When the P4DTI detects a Perforce failure here, it applies its "defect tracker wins" policy and overwrites the Perforce job record with the defect tracker issue, which includes deleting the fix record for the job (because that fix record was not successfully replicated to the defect tracker).
When race conditions such as this occur, the P4DTI will send an error email and the user or administrator may have to redo a Perforce operation (the fix, in this case).
A number of possible solutions when "p4 change -o" fails when replicating fixes for a job:
1. Disregard that fix record and do not replicate it to the defect tracker. The next replicator poll will fix it up (because the submit puts the job into the log again, the "p4 fixes -j" call will produce the new changelist number, and the "p4 change -o" will succeed).
2. Fake a changelist record for replication to the defect tracker. Again, the next replicator poll will fix this up.

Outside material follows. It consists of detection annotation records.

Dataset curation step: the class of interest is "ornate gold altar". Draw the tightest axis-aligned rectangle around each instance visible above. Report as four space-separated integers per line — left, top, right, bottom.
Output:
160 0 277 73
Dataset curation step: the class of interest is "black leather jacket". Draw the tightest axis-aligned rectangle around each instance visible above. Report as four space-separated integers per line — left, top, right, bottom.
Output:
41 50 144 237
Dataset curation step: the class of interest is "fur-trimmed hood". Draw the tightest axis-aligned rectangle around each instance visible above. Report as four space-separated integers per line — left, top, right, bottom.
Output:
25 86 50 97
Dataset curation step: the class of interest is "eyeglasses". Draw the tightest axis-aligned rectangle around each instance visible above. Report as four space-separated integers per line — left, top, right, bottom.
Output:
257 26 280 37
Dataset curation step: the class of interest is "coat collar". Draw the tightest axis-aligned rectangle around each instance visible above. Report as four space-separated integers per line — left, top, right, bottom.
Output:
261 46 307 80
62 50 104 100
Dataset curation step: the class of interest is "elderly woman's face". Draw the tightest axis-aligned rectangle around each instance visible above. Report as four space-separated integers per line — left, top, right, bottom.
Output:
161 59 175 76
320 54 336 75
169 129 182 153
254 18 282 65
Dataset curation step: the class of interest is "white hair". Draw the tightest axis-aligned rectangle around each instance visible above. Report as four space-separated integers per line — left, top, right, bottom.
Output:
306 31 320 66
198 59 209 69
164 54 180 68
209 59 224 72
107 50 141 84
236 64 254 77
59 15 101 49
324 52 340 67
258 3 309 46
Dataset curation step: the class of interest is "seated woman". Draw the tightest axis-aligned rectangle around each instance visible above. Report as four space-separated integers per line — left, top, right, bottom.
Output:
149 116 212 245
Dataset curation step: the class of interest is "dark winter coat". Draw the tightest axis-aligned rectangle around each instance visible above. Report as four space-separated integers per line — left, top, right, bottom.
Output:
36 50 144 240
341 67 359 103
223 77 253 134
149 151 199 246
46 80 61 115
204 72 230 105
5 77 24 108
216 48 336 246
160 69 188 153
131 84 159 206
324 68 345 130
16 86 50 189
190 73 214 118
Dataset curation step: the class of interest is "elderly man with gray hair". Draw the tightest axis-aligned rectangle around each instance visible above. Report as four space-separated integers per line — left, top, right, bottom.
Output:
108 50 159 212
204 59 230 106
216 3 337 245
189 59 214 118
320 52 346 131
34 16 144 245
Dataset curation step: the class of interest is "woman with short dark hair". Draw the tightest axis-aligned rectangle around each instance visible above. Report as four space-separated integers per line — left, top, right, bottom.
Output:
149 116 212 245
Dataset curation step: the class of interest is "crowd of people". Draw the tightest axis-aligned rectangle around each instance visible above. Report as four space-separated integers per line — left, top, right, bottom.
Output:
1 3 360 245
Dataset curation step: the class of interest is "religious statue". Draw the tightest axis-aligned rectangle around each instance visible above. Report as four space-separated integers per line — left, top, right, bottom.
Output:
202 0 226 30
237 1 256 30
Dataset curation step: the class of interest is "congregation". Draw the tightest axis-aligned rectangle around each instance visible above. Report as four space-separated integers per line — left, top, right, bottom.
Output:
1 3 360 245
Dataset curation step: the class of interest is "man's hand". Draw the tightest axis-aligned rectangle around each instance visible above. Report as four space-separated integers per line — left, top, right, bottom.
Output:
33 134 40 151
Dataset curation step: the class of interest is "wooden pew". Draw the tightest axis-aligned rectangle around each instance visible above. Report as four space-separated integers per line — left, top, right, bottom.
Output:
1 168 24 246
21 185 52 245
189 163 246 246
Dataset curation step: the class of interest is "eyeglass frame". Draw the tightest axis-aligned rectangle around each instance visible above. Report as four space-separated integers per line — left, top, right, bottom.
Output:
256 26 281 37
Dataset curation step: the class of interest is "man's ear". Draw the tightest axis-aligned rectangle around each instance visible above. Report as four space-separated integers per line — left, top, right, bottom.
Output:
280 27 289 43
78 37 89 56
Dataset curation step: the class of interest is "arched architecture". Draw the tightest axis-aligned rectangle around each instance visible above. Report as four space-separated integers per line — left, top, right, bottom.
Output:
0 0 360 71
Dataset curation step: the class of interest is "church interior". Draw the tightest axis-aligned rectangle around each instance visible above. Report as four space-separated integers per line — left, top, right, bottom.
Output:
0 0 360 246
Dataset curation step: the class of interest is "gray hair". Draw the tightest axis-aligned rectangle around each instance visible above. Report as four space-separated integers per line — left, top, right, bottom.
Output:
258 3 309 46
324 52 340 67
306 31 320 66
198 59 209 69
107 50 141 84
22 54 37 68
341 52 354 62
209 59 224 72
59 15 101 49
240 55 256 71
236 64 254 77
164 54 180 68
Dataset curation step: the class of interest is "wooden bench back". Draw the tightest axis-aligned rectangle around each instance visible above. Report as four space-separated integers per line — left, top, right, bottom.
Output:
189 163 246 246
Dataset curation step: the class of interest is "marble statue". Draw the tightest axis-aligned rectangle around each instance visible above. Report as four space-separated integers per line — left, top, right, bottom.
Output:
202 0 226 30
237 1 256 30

3. Backtrack to the "p4 fixes -j" call. If the same changelist number is returned again, there is a serious Perforce error and the P4DTI should report it. If it is not, we have hit this race condition and may proceed once more with replicating the fix records for this job.
Solutions 1 and 2 have the problem that a change in the defect tracker issue before the next poll will cause the fix record for the new changelist number to be deleted (because of the "defect tracker wins" policy).
How foundcustomer
Evidence<http://info.ravenbrook.com/mail/2001/08/20/22-27-38/0.txt>
Observed in1.1.1
Test procedure<http://www.ravenbrook.com/project/p4dti/master/test/test_p4dti.py>, section 13
Created byNick Barnes
Created on2001-08-21 16:11:53
Last modified byNick Barnes
Last modified on2002-04-09 11:35:23
History2001-08-21 NB Created.
2001-10-03 GDR Fixed with solution 3 in migration branch in which the customer was experiencing the defect.

Fixes

Change Effect Date User Description
22964 closed 2001-10-04 15:49:00 Gareth Rees Merged Bugzilla migration branch back to master sources. This adds migration algorithms to the replicator, and support for migration from Perforce to Bugzilla.
Moved config.py from the migration branch (which had the configuration for Xebeo) to test/config_xebeo.py so that it doesn't conflict with the real config.py.
The P4DTI unit tests call start_logger() explicitly, because replicator.init() no longer does so.
The catalag use test ignores all whitespace differences (not just different numbers of spaces) when comparing messages.
22917 open 2001-10-03 15:36:36 Gareth Rees Handle renumbered changelist race condition during replication of fixes from Perforce to the defect tracker.